Twenty sections from the landmark AIDS Memorial Quilt frame this year’s 27th annual “Medicine Wheel” AIDS vigil. The event begins at 11:30 p.m. tonight and continues for 24 hours at the Boston Center for the Arts Cyclorama, 539 Tremont St.
“The AIDS Quilt is the single largest collective public artwork in the history of the U.S. ‘Medicine Wheel’ is in the spirit of that,” says Michael Dowling, who creates the Boston display with hundreds of volunteers.
This is the third time the Boston vigil has displayed sections of the AIDS quilt, which was begun in spring 1987 by Bay Area activist Cleve Jones—a friend and protégé of Harvey Milk, the pioneering gay San Francisco politician—and friends. People from around the world contributed 3 feet by 6 feet panels (the size of a human grave) to remember loved ones lost to AIDS. As the disease took its dreadful toll, the quilt has grown to thousands and thousands of pieces.

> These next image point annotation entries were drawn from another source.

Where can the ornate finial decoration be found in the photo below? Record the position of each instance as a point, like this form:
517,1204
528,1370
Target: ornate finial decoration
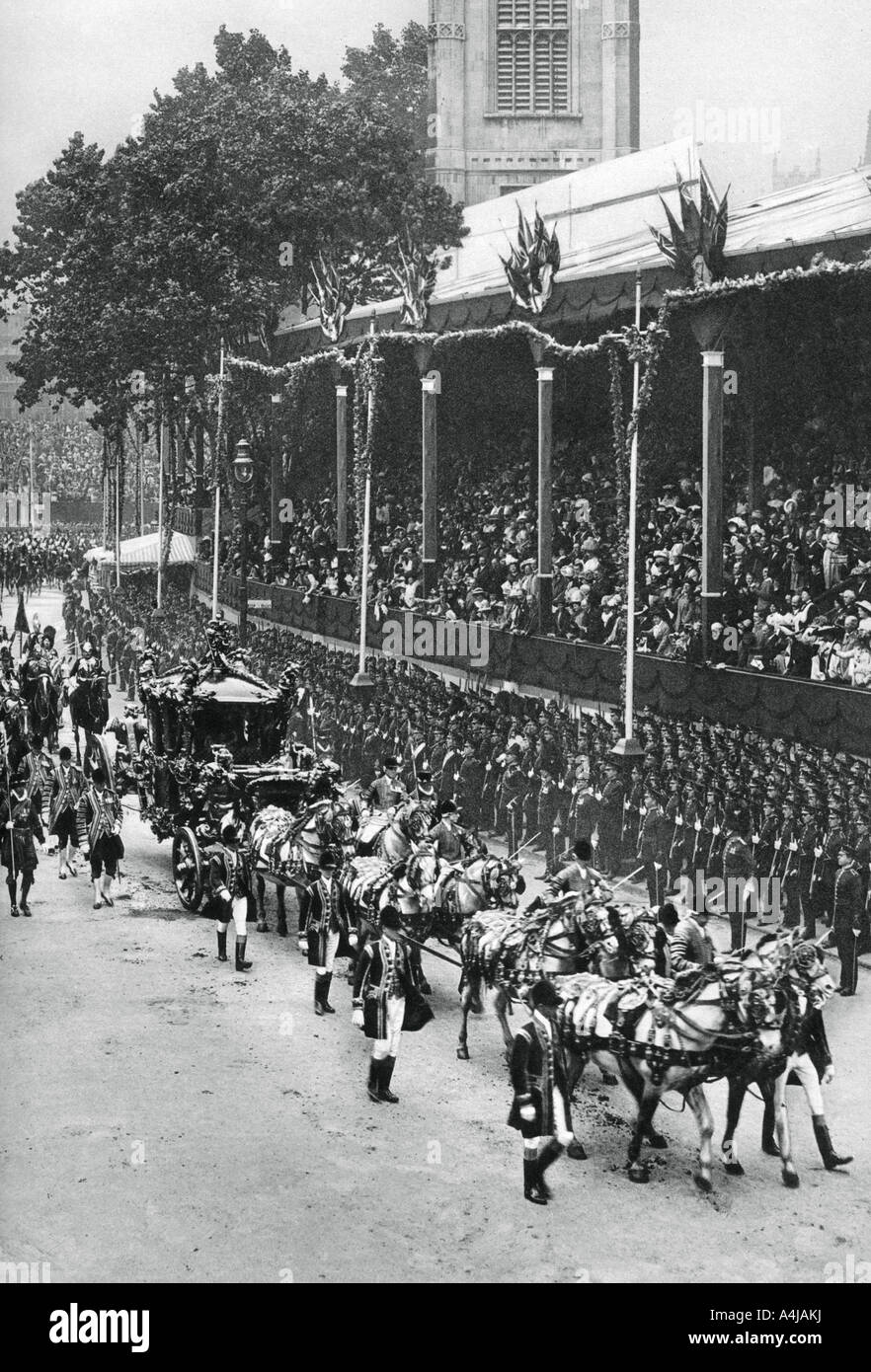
695,249
532,267
416,278
336,295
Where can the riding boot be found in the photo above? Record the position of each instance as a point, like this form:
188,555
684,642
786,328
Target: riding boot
529,1181
328,1009
824,1142
374,1077
387,1072
769,1143
546,1158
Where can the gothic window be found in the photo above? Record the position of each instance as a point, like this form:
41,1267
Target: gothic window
532,56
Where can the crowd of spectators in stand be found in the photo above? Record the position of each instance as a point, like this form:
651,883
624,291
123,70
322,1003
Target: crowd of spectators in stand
67,458
796,575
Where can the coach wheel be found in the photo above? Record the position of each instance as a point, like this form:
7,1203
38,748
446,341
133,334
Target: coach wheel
187,869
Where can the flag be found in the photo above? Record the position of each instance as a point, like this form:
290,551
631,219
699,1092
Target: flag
21,616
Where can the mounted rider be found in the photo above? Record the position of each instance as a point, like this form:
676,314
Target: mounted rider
387,791
85,668
578,876
40,773
450,840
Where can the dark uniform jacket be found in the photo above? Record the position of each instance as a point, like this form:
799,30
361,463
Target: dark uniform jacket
323,910
846,901
538,1065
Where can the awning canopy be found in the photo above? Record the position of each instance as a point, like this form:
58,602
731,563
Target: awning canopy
143,552
602,217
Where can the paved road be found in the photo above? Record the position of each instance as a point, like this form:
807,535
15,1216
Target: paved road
165,1118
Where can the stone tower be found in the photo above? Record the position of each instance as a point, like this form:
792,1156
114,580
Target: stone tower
524,90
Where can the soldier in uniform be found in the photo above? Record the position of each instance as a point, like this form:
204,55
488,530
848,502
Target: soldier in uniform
40,774
808,844
424,791
578,875
387,791
384,977
829,864
229,879
610,820
20,822
66,795
652,847
447,837
737,875
471,784
846,918
512,791
324,917
99,833
549,818
786,865
539,1080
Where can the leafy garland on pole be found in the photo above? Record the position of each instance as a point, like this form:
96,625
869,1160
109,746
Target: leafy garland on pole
369,372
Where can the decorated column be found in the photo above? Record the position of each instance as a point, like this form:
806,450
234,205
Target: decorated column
543,580
430,387
712,492
342,474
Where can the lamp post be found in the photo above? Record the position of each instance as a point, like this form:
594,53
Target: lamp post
243,471
275,479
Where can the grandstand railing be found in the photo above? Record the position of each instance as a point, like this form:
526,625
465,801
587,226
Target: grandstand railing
815,713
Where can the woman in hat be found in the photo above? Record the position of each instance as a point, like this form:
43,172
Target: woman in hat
384,975
539,1079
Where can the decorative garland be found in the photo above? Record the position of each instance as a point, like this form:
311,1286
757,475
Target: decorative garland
765,281
369,370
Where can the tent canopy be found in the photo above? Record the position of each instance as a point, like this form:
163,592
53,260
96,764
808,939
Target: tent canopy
602,217
143,552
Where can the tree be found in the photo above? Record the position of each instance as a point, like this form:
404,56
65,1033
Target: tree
395,73
140,264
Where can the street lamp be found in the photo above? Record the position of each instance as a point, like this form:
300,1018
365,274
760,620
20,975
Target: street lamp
243,471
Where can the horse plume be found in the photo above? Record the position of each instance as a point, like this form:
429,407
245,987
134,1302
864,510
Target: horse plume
695,247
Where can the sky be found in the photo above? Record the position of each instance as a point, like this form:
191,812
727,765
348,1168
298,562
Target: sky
792,74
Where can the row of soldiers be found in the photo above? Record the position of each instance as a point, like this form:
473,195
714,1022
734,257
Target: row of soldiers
521,769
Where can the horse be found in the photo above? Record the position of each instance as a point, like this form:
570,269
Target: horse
370,883
89,708
392,836
286,848
478,883
666,1034
808,987
508,951
44,704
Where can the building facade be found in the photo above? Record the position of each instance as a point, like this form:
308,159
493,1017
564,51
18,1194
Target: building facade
521,91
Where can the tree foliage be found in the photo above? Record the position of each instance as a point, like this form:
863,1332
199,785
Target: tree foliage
137,265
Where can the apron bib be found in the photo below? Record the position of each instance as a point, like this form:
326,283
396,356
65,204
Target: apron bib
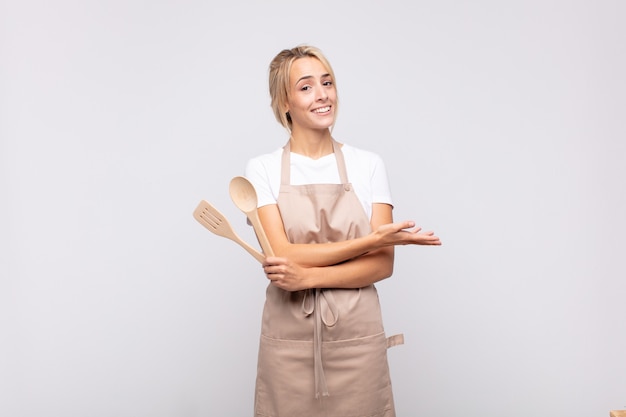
323,352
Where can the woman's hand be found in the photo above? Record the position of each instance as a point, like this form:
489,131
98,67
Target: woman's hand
285,274
399,234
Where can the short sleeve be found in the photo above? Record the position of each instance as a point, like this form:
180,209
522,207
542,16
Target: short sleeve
261,177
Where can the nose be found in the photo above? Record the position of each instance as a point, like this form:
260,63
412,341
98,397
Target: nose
322,94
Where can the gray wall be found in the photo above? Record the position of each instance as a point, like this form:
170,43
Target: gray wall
502,125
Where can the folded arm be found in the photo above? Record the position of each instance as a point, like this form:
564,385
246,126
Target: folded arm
352,263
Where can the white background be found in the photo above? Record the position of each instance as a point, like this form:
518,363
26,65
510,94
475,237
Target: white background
503,126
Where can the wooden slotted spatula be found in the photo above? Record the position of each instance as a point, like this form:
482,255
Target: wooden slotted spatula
216,222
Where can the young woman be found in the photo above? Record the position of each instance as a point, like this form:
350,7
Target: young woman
327,212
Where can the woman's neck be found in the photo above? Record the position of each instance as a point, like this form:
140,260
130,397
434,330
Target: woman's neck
311,144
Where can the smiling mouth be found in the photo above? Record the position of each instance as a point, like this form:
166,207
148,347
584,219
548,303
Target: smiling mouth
322,110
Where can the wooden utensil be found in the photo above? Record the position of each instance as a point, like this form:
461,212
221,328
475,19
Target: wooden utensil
216,222
244,196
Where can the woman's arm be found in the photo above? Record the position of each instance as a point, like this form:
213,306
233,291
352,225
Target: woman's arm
385,234
357,272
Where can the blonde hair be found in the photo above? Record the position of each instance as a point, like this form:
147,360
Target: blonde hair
279,72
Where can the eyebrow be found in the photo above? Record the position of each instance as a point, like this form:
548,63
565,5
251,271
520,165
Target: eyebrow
306,77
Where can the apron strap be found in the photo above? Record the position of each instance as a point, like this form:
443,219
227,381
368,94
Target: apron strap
285,172
395,340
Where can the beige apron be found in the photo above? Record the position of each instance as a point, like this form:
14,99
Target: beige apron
323,352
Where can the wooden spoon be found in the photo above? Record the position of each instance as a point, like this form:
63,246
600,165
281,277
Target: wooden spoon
244,196
216,222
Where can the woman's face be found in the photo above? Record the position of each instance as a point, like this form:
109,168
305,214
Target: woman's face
312,96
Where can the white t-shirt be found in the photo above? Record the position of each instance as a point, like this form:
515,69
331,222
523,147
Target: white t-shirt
366,171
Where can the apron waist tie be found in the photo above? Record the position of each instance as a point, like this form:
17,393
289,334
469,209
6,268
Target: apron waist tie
322,300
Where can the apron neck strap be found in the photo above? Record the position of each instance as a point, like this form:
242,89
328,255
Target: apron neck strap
285,172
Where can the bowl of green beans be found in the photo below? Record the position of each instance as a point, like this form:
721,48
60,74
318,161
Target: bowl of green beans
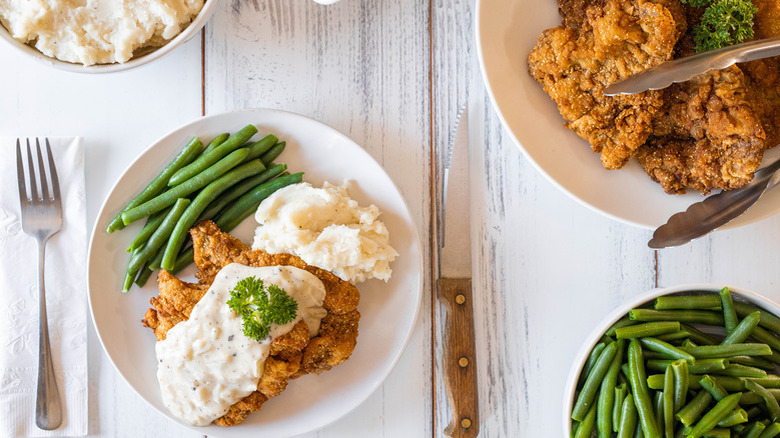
696,360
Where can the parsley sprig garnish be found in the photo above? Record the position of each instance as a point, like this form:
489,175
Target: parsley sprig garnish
259,307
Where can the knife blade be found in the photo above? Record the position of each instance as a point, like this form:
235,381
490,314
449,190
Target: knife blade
717,210
454,287
680,70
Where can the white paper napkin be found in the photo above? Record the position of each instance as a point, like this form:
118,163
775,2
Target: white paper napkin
65,297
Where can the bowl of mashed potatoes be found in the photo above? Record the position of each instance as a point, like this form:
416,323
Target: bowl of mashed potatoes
101,36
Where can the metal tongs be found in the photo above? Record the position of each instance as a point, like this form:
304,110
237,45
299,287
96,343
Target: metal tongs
683,69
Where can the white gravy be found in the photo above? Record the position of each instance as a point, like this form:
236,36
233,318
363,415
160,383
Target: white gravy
206,364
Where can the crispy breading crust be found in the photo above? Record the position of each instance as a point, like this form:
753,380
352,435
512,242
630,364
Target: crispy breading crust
293,354
616,39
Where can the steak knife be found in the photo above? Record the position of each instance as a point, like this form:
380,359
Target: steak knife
454,288
680,70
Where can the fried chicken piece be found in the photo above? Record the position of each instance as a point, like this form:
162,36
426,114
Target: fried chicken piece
767,19
574,65
291,355
707,137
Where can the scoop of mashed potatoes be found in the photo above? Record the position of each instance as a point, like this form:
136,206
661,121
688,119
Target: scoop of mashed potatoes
96,31
326,228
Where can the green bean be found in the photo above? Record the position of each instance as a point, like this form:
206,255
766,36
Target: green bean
238,190
755,430
764,336
674,336
769,400
638,380
689,316
216,141
753,361
205,161
143,276
623,322
725,351
201,201
156,261
717,433
768,320
592,382
701,366
668,403
698,336
647,329
680,371
666,349
617,405
607,393
710,385
729,314
268,157
771,431
161,234
151,225
159,183
716,414
658,408
248,203
628,418
737,370
257,149
693,410
770,381
198,181
688,302
734,384
128,282
737,416
688,343
774,358
744,329
638,433
585,428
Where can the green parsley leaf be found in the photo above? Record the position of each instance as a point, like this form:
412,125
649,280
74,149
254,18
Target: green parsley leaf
259,307
724,22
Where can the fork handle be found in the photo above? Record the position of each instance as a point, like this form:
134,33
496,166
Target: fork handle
48,409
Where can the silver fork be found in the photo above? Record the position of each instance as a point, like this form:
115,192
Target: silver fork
42,218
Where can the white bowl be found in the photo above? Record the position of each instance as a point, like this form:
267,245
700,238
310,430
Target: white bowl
203,16
579,362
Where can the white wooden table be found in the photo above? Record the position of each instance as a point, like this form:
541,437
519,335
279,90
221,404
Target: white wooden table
391,75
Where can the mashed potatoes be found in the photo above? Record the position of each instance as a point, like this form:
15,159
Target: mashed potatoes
96,31
326,228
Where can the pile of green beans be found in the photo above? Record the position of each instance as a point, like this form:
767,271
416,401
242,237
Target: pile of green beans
712,365
225,182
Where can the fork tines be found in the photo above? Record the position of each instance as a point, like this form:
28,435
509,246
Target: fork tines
35,196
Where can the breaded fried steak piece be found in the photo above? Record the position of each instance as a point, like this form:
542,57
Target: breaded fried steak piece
574,65
708,136
291,355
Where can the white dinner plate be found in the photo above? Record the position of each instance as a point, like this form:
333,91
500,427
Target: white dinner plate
507,30
388,309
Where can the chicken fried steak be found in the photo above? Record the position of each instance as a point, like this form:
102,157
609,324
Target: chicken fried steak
293,354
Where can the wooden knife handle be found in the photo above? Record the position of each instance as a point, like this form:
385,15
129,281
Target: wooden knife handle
460,362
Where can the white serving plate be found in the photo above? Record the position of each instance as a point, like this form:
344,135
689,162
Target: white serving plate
507,30
582,356
389,310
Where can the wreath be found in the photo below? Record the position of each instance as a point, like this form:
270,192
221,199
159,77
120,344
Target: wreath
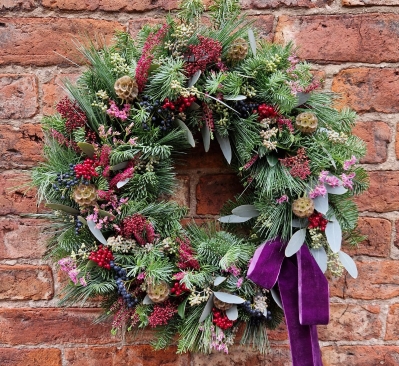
109,173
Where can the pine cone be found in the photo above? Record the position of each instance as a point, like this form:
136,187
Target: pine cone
159,292
306,122
303,207
238,50
85,195
126,88
221,305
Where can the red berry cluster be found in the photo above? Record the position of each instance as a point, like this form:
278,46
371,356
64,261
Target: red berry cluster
266,111
180,104
178,289
221,320
317,220
86,169
102,257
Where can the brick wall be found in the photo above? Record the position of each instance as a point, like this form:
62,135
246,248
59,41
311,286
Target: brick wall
353,43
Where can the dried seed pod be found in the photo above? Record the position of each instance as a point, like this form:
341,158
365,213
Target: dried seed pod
306,122
126,88
159,292
85,195
303,207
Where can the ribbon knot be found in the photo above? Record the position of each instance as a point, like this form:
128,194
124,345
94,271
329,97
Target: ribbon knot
304,295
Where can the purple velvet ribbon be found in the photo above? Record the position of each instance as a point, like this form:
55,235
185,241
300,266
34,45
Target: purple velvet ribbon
304,295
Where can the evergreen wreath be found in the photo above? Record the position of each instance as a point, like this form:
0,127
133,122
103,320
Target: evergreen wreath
108,171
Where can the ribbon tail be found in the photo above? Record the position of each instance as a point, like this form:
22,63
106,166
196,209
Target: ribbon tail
305,350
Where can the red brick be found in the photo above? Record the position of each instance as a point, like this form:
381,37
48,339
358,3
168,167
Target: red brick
359,355
342,38
53,92
272,4
20,147
351,323
368,89
383,193
30,357
378,240
25,282
17,5
110,5
392,332
243,356
138,355
22,238
39,41
18,95
376,281
214,190
53,326
15,196
376,135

This year the Boston vigil features 20 sections, the most they’ve ever had, each remembering several people. The textiles here mainly memorialize local folks.
“These are mostly from the early ‘90s, the peak of the dying time,” Dowling says. “There are a lot of family coming in to see the quilt that haven’t seen it in years.”
Dowling first presented “Medicine Wheel” as part of A Day With(Out) Art, which as launched in 1989 as the visual arts community’s annual response to the AIDS crisis. Most activities associated with A Day Without Art no longer take place, but Dowling’s effort continues, the largest AIDS memorial event in the region each year.
The Boston event gets its name from 36 pedestals and portable shrines arranged in a circle. Visitors are invited to leave momentos. Each year’s display is based upon an element: water, earth, air. This year it’s fire—with a swirl of blackened tree branches at the heart of the installation.